Brown also allotted $500 million to finance the High-Speed Rail Project in the coming year, according to the budget.

“Unfortunately, Governor Brown keeps pursuing the ill-conceived bullet train by alloting $500 million from Cap and Trade funds to high speed rail. I cannot support a budget that continues to dump money into this failing project,” Sharon Runner said. “We need to stand behind budget policies that recognize the importance of private sector growth, education and public safety. The Legislature must resist the temptation to spend one time revenue on questionable programs rather than reducing state debt. I look forward to working with my colleagues on a budget that moves California in the right direction.”

The High-Speed Rail Project is a State project, led by the California High Speed Rail Authority, aims to build a high speed rail system that will connect San Francisco to Los Angeles at speeds up to 200 miles per hour.  The local route, which will impact communities along the SR 14 corridor, is planned from Burbank to Palmdale.

Low-income Tax Credit/ Health Care Reform

The budget creates a California Earned Income Tax Credit “to assist the state’s lowest‑income workers,” according to the budget.

About $380 million in benefits to aid 2 million Californians will increase funding for education and health care reform and minimum wage.

“The governor’s low-income tax credit is a step in the right direction in assisting the working class,” Wilk said. “However, we need to be addressing workers’ compensation, tort reform and reducing the regulatory burden so entrepreneurs are willing to invest their capital so we can have true job creation. So far the Governor has been AWOL on these issues.  The best social program is a job.”

The state’s first Earned Income Tax Credit will “help the poorest working families in California,” according to the budget.

The credit will provide a refundable tax credit for wages and would focus on the lowest‑income Californians whose household income is less than $6,580 without dependents or $13,870 with three or more dependents.

The proposed credit would provide an average estimated household with $460 annually for about 825,000 families, with a maximum benefit of $2,653, according to the budget. The proposal would also provide $1.4 billion in funding for adult education, career technical education, workforce investment and apprenticeships.

It would also establish an amnesty program for those with past due court‑ordered debt from traffic infractions by 50 percent, reduce the administrative fees from $300 to $50 and have their driver’s licenses reinstated.

“The Governor is right to recognize that much of the money currently pouring into Sacramento is one-time dollars. Whether the Legislature will show similar spending restraint is an open question,” George Runner said. “One thing is clear: given the current revenue windfall, tax increases are off the table. Instead of proposing tax hikes, the Legislature should spend its time ensuring taxpayers receive value for their money.”

California Drought

The state is in a four-year drought with below-average rain and snow. The snowpack, the source of the one-third of the state’s water is at 2 percent of the normal average.

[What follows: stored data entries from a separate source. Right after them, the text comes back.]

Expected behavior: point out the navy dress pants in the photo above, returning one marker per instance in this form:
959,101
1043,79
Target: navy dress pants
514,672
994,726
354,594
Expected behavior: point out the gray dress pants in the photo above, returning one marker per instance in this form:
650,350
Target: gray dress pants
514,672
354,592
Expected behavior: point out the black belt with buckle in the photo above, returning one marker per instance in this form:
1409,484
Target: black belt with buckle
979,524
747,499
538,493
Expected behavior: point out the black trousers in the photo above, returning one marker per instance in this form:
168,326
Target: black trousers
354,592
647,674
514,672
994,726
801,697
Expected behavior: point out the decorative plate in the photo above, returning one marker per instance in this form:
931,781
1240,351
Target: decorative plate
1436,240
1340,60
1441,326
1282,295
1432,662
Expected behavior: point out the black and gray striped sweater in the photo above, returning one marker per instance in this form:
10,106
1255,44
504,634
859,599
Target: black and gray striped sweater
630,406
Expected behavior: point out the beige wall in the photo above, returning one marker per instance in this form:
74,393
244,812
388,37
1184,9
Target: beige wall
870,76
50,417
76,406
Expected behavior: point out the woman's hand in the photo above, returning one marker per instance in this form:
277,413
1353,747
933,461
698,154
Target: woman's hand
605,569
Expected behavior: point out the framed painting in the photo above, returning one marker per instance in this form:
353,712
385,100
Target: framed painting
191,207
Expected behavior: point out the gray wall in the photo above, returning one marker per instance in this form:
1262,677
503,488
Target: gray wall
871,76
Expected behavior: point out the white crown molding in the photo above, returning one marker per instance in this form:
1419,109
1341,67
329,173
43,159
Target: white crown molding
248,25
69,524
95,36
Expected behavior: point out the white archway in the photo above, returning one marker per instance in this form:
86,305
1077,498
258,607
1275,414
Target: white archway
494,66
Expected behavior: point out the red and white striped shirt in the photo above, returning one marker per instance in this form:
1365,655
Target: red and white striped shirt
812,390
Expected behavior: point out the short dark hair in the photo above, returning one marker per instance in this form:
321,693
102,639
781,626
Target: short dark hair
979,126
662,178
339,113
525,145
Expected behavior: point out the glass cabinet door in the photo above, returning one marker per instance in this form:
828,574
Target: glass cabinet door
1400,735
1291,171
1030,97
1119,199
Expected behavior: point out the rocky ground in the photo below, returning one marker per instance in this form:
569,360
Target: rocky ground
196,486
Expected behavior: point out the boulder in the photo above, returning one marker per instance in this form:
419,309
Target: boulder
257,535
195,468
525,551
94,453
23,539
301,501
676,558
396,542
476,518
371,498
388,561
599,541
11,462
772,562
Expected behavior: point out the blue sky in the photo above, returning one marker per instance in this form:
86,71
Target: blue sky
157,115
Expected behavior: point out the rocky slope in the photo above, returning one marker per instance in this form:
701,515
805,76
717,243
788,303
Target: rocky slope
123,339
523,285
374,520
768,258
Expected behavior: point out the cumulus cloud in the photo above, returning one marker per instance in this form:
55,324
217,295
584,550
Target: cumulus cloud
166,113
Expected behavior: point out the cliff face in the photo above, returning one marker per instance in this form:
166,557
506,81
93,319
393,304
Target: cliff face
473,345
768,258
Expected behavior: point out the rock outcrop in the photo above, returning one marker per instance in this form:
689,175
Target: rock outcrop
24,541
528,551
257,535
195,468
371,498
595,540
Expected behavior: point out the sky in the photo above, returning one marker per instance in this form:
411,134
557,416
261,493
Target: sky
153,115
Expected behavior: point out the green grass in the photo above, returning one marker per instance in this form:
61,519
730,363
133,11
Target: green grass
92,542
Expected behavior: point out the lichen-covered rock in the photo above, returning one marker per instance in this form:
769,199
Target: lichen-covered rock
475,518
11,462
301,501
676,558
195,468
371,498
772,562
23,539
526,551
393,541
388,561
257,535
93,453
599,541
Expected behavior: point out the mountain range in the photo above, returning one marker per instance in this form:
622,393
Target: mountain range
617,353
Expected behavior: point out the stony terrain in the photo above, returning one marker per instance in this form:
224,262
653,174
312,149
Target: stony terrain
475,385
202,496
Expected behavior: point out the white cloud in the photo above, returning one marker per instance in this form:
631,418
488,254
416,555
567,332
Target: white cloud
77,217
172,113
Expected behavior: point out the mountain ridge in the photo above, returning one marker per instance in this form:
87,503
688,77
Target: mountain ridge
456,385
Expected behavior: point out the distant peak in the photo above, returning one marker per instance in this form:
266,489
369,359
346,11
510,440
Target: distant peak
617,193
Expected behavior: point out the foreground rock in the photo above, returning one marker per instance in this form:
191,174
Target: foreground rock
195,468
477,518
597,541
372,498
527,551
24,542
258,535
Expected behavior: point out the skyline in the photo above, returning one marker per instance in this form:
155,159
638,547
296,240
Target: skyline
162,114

The May revision adds $2.2 billion to continue the state’s response to drought impacts by protecting and expanding local water supplies, conserving water and responding to emergency conditions.

For more information and updates for the 2015-2016 state budget, visit the website.

“There’s no question government is doing well,” George Runner said. “We now need to make sure the people who fund government with their hard-earned dollars have a chance to prosper too.”